The idle timer fires after 30 minutes of no scans. acquire() cancels it if a new scan arrives. On app shutdown, the FastAPI lifespan handler calls pool.shutdown() to force-close.

Each scan creates an isolated context with a realistic User-Agent:

context = await browser.new_context(
    viewport={"width": cfg.screen_emulation.width, ...},
    user_agent=_USER_AGENT,
)
try:
    page = await context.new_page()
    await page.goto(url, wait_until="load", timeout=30_000)
    try:
        await page.wait_for_load_state("networkidle", timeout=10_000)
    except Exception:
        pass  # best-effort; proceed after load
finally:
    await context.close()

wait_until="load" fires when the DOM and all subresources finish loading. A 10-second networkidle attempt follows as best-effort. If the site keeps connections alive, the scan proceeds anyway.

Parallel Lighthouse and axe

Lighthouse runs as a subprocess. axe-core runs inside the Playwright page.

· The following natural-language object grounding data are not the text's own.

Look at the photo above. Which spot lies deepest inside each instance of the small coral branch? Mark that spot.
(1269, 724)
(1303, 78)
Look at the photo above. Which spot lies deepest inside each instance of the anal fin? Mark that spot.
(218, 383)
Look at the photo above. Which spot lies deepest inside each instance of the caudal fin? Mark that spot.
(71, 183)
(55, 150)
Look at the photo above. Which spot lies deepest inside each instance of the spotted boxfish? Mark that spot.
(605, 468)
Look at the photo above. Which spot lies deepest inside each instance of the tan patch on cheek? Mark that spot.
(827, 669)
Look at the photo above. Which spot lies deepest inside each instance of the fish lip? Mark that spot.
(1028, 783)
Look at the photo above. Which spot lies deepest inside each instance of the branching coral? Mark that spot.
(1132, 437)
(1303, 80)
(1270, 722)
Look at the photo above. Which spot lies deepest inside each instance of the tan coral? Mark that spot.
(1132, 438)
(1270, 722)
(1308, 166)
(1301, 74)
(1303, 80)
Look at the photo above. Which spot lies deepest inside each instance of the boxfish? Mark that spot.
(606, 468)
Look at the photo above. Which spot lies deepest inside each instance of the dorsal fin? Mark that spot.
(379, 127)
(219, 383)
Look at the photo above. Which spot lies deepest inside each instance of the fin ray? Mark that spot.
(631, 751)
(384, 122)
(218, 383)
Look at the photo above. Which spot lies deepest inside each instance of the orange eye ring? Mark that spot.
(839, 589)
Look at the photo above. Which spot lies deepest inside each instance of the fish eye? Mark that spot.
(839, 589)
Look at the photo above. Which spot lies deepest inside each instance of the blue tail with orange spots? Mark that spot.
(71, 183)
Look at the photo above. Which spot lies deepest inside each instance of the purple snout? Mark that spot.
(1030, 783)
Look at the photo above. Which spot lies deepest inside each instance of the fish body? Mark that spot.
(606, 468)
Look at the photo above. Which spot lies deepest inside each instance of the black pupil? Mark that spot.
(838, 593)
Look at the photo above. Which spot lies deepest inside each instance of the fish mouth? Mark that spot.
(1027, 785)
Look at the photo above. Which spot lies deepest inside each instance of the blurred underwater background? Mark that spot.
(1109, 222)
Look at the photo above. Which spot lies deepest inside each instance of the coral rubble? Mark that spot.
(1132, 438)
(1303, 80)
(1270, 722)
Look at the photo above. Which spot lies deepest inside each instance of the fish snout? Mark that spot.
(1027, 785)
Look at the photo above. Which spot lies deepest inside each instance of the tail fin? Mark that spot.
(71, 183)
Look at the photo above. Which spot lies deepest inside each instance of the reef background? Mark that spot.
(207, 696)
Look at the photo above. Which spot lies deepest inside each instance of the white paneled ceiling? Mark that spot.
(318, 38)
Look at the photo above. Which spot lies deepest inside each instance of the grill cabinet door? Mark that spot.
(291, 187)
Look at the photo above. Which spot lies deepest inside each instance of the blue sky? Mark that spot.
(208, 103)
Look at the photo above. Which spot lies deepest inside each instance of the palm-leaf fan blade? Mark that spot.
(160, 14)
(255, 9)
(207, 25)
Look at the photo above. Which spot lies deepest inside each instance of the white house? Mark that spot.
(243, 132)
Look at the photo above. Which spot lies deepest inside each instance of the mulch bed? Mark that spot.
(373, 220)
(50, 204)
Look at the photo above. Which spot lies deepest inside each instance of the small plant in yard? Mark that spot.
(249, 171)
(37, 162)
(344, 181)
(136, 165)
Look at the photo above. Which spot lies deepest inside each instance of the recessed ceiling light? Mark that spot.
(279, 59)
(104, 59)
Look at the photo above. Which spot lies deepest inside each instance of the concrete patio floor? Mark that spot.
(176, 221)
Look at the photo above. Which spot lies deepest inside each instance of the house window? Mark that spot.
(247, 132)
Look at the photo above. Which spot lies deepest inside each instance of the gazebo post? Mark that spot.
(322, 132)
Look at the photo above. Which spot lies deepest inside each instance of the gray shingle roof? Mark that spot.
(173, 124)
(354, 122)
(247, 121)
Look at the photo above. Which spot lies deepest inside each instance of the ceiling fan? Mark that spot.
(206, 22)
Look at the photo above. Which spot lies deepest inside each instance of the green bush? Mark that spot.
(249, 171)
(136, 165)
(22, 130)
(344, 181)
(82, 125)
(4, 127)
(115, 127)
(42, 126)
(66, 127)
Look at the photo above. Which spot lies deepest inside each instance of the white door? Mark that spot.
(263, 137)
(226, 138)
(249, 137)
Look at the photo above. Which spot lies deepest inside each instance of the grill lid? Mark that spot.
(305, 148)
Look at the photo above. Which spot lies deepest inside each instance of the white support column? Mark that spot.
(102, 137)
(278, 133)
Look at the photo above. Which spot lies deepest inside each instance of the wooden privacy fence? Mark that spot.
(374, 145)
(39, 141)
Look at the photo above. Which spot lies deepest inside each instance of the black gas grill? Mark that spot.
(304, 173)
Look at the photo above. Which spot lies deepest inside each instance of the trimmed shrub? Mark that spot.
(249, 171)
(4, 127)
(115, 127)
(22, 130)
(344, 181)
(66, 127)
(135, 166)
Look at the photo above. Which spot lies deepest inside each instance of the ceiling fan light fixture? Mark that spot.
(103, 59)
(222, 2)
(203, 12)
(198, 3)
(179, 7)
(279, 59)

They share nothing, so I overlap them:

lighthouse_task = asyncio.create_task(_run_lighthouse(url, device))
axe_task = asyncio.create_task(_run_axe_and_capture(url, device))
 
lighthouse_result, axe_results = await asyncio.gather(
    lighthouse_task, axe_task, return_exceptions=True
)
 
if isinstance(lighthouse_result, BaseException):
    raise lighthouse_result
if isinstance(axe_results, BaseException):
    raise axe_results

return_exceptions=True prevents one failure from cancelling the other, which matters because the axe task holds a browser context that needs cleanup. After both complete, I re-raise any exception explicitly.

The ScanQueue itself is serialized: one scan at a time. Lighthouse uses global performance marks that collide in concurrent runs. The parallelism is within a single scan, not across scans.

Friendly error mapping

Bot detection and network failures produce raw Playwright error strings that mean nothing to users. A tuple lookup table turns them into sentences:

_ERROR_PATTERNS: list[tuple[str, str]] = [
    ("ERR_HTTP2_PROTOCOL_ERROR",
     "This site blocked our scanner. It uses bot detection..."),
    ("ERR_NAME_NOT_RESOLVED",
     "This domain could not be found. Check the URL for typos."),
    ("Timeout 30000ms exceeded",
     "This site took too long to load..."),
]
 
def _friendly_error(raw: str) -> str:
    for pattern, message in _ERROR_PATTERNS:
        if pattern in raw:
            return message
    return raw or "Unknown scan error"

Substring matching against the raw error string. Eight patterns cover every failure I have seen in production so far.

Takeaway

Pool the expensive resource (browser process), isolate the cheap one (context per scan). Wait for what matters (load), attempt what helps (networkidle), and do not block on what might never arrive.